An Elegy for the Corncrake
(On September 26 2020 local bird watcher Jared Clarke saw a corncrake on the South- east coast of Newfoundland.)
Crek craik, crek craik crek craik
Near noon on that Saturday morn
on the boggy bake apple barrens
flushed out by the spotters
at a droke close Cape Race.
You were only just a couple hours from
Titanic’s watery grave.
Rake rake rake rake rake rake
A century ago in County Derry
my father thought yous
were as plentiful as sparrows.
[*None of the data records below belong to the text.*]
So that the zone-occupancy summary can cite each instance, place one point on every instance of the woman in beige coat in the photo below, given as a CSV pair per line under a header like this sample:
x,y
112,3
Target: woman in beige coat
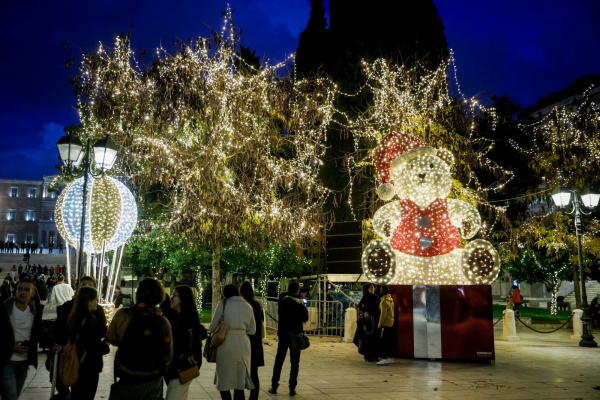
x,y
234,354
Like poet
John Clare said, ‘And yet tis heard in every vale.’
As a callow youth I often had to listen
all night to dawn your continuous raspy calls
Wake wake wake wake wake wake
One misty night coming home
from a dance in the Castle in Dungiven
I tried to sleep but your haunting
and aggravating cries never stopped
until an hour before sunset.
Your toneless and monotonous song singing
shouting out summer is’ a coming.’
You stand on guard.
Arp arp arp arp arp arp
In a still night your spiky consonants echo
as if you were miles away or a stone’s throw
away in the long nettles by the front garden.
Countless years you hatched two clutches
on the long grassy meadows of Drummuck.
Clark’s meadow at Gulladuff and in Ballymacpeake
children sick at home could not sleep at night
When the scythe men came in early August
your young brood were flying on their own.
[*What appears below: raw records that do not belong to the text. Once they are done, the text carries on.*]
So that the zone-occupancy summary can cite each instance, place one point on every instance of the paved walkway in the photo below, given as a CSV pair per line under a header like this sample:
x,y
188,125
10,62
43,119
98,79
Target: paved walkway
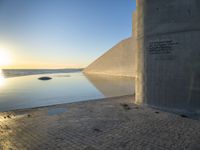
x,y
110,124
With first silage cut in early June Bamford
reapers and combines leveled your nesting places.
My brother Brian often saved your chicks
when he mowed from the center of the field
giving you time to scurry into the rushes
by the lint dams and then to the moss.
As a bird ventriloquist par excellence
you had no competition from
the cuckoo’s solitary call or
snipe drumming in the distance.
Crek craik crek craik crek craik
Am I of the last generation to have
been woken in the night with your harsh harmonies?
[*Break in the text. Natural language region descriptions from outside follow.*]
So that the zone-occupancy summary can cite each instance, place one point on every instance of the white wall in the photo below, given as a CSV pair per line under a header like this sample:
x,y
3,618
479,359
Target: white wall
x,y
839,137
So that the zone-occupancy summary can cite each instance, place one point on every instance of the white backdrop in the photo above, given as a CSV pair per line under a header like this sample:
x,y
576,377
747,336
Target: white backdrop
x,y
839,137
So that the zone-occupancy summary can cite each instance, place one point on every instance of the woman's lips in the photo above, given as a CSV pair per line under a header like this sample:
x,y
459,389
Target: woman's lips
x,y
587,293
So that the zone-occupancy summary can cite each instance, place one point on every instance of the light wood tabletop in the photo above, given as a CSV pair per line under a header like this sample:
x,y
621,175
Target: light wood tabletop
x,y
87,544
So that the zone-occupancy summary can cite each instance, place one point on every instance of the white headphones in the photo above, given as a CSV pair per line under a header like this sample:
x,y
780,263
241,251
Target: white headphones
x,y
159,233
Musicologists say you had a 5/4 times signature
two then three beats including the small gap
between the two calls. I am glad
you called out to me thousands of times.
I wondered one early morning of crawling
with a torch on the front moss field to see you.
I do remember the last time you called
out from the Scrog meadow field close
to Drummuck moss. Bloomsday 1966.
Entranced by Bob Lind’s new recording
of ‘The Elusive Butterfly of Love’
interrupted by your balling and shouting.
And if you are quick enough to rise.
You’ll catch a fleeting glimpse
of someone’s fading shadow.’
Alas I fear I never will see your likes again.
This fall I will go to Cape Race.
Not to hear or see you but to hope and pray.
You are clear of the Azores on your way home
Creak Craik. Crex Crex. Kerra Kerra. Wake Wake.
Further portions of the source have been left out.